You had commented on the potential for this to be a big year for Hess in the Bakken. Here is a link that confirms that: http://finance.yahoo.com/news/hess-sets-2014-capex-5-181005580.htmlFrom the linked story over at Yahoo!Finance reported by Zachs:
Hess plans on commissioning 225 new wells in 2014!
Oil and gas producer Hess Corp. intends to spend $5.8 billion on exploration and production in 2014, down 15% from 2013 as it focuses more on greater efficiency in its U.S. shale fields.

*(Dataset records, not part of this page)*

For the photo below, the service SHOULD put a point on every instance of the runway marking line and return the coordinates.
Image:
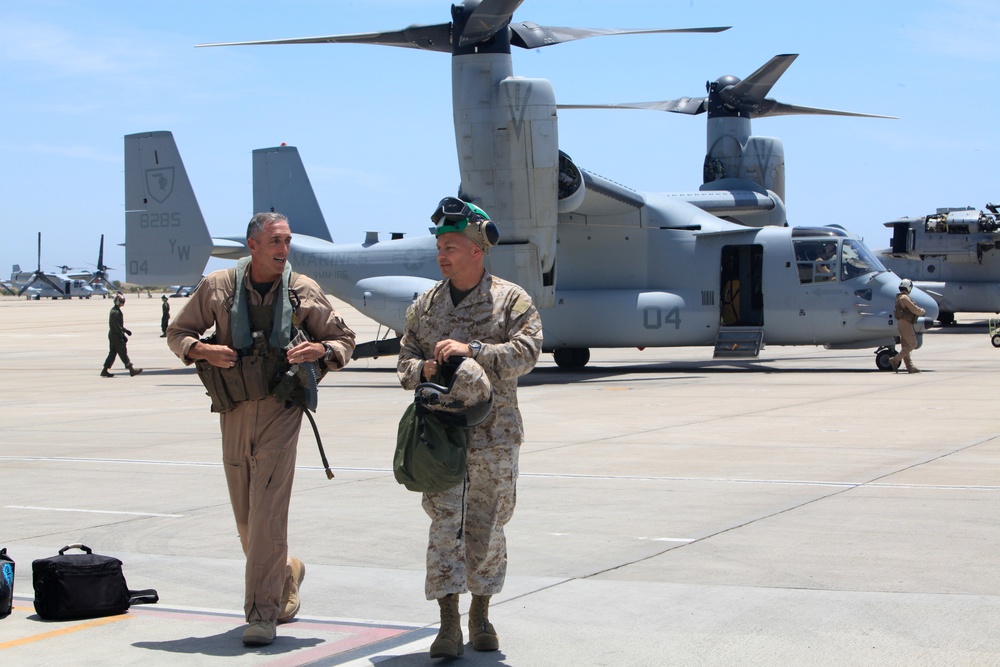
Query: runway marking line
(349, 636)
(93, 623)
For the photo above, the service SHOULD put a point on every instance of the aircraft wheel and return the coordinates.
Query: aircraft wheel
(571, 357)
(882, 357)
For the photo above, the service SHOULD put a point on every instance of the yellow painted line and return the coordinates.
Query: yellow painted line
(62, 631)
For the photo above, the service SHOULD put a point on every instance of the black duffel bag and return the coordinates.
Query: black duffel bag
(87, 585)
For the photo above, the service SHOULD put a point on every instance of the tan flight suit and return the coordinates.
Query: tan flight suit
(473, 556)
(259, 437)
(907, 313)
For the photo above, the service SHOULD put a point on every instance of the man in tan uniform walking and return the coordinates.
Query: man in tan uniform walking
(907, 313)
(259, 311)
(471, 314)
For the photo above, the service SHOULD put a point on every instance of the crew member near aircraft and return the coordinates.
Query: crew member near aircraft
(117, 339)
(907, 313)
(165, 318)
(260, 310)
(471, 313)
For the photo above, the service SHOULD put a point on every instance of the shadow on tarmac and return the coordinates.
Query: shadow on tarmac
(229, 644)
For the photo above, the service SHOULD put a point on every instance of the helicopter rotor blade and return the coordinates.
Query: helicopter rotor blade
(529, 35)
(426, 38)
(486, 20)
(686, 105)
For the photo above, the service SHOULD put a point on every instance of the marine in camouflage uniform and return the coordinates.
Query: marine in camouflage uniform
(466, 549)
(117, 341)
(259, 437)
(907, 312)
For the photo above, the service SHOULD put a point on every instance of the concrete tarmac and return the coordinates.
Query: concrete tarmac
(801, 509)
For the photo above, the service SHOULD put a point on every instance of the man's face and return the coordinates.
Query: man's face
(269, 251)
(457, 255)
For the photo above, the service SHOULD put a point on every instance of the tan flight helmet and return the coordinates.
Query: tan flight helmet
(462, 397)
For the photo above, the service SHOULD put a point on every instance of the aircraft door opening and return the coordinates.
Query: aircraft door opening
(742, 300)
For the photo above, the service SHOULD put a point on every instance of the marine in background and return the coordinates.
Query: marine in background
(907, 313)
(118, 339)
(476, 315)
(165, 318)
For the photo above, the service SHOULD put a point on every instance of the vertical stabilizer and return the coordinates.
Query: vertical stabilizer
(280, 184)
(166, 239)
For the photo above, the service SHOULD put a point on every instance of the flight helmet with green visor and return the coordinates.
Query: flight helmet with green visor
(454, 215)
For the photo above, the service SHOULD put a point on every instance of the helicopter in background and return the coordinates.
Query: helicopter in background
(607, 265)
(953, 255)
(38, 284)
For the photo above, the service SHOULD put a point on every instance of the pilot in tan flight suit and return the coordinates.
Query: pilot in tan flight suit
(256, 310)
(907, 313)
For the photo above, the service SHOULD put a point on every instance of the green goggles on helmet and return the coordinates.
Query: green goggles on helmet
(454, 215)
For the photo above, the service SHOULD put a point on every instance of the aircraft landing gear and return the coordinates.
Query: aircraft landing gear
(882, 357)
(571, 357)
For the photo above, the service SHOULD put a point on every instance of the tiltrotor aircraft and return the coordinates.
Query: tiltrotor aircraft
(38, 284)
(608, 266)
(953, 255)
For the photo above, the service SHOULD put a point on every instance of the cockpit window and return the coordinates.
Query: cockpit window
(822, 261)
(858, 260)
(817, 261)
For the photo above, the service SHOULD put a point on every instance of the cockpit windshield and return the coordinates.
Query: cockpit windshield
(825, 260)
(859, 260)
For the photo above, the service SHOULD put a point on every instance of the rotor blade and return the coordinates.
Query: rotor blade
(529, 35)
(771, 107)
(755, 87)
(688, 105)
(486, 20)
(427, 38)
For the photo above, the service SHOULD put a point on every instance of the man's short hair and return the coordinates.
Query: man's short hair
(260, 220)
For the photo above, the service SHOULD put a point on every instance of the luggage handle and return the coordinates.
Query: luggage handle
(81, 547)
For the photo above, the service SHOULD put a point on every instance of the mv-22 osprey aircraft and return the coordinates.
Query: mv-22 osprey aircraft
(953, 255)
(607, 265)
(38, 284)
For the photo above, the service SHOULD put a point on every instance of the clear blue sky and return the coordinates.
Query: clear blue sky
(373, 124)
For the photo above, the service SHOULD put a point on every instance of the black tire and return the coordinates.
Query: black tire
(571, 358)
(882, 358)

The company targets to spend most of its capital in low-risk, high-growth areas such as North Dakota’s Bakken shale as well as focus largely on discovering and developing energy reserves to satisfy activist investor Elliot Management.
Of the total budgeted amount, Hess plans to allocate $2.85 billion (49%) toward unconventional shale resources, $1.475 billion (25%) for production, $925 million (16%) for development and the balance $550 million (10%) for exploration.
At a very, very superficial level, the 2013 CAPEX works out to $13.095 million/well. For 2014, it works out to $9.778 million/well.As part of its program, Hess proposes to spend $2.2 billion for the development of the Bakken Shale in North Dakota, flat with 2013. Due to lower well costs and reduced investments in infrastructure projects the company plans to operate 17 rigs versus 14 last year and commission 225 new operated wells in 2014 compared to 168 in 2013. Moreover, the company has increased its expenditures in the emerging Utica shale play to $550 million from $455 million last year.
Again, a huge "thank you" to the reader for taking time to write.